2.90:Read Zone (Value Extractor)

From Grooper Wiki
Revision as of 14:24, 9 October 2020 by Dgreenwood (talk | contribs)

Read Zone allows you to extract text data in a rectangular region (called a "extraction zone" or just "zone") on a document. This can be a fixed zone, extracting text from the same location on a document, or a zone relative to an extracted text anchor or shape location on the document.

Read Zone is a 'Value Extractor option available to Data Fields in a Data Model.

About

Highly structured documents organize information into a series of data fields. These fields will have a label identifying what the field contains, such as "Name", and a corresponding value, such as "John Doe". While the values for these fields will change from document to document, their position on the document will remain constant.

The Read Zone extractor extracts data using this feature of document layouts.

As long as you can be reasonably assured the data you want to find will be in the same spot from document to document, you don't necessarily need anything fancier than extracting whatever text is in that known location.

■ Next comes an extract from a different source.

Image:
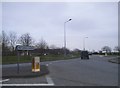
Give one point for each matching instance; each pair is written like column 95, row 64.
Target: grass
column 28, row 59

Read Zone populates data in Data Fields by drawing a rectangle on a location on a page. Whatever text was obtained from the Recognize activity (either via OCR or native text extraction) that falls within the boundaries of that rectangle (or "zone") populates the Data Field.

For the zone drawn on the document... ...the text data falling within that zone will be extracted.

Read Zone also has the capability to anchor this extraction zone to another location on the document. For example, due to issues with printing or scanning, the location of the value may shift from document to document. It's more than possible that zone could extract the data fine on one document but be slightly off on another.

The margins here are different from the document above... ...resulting in the wrong extracted data.

Several configuration options allow you to place the extraction zone relative to another piece of information. This serves as an "anchor" for the zone. Instead of a fixed position on all documents, the zone is placed relative to this anchor's position. For example, in this case the label "1. Last Name" could be an anchor. If you can pattern match that field label with regular expression, the zone you draw on the document will extract the value relative to that label's position.

Anchored off the field label... ...the zone falls on the right page location.

FYI Read Zone is new to version 2.90. Similar functionality was performed by Zonal Extract and Anchored Extract in version 2.80 or using "Data Element Profiles" in older versions.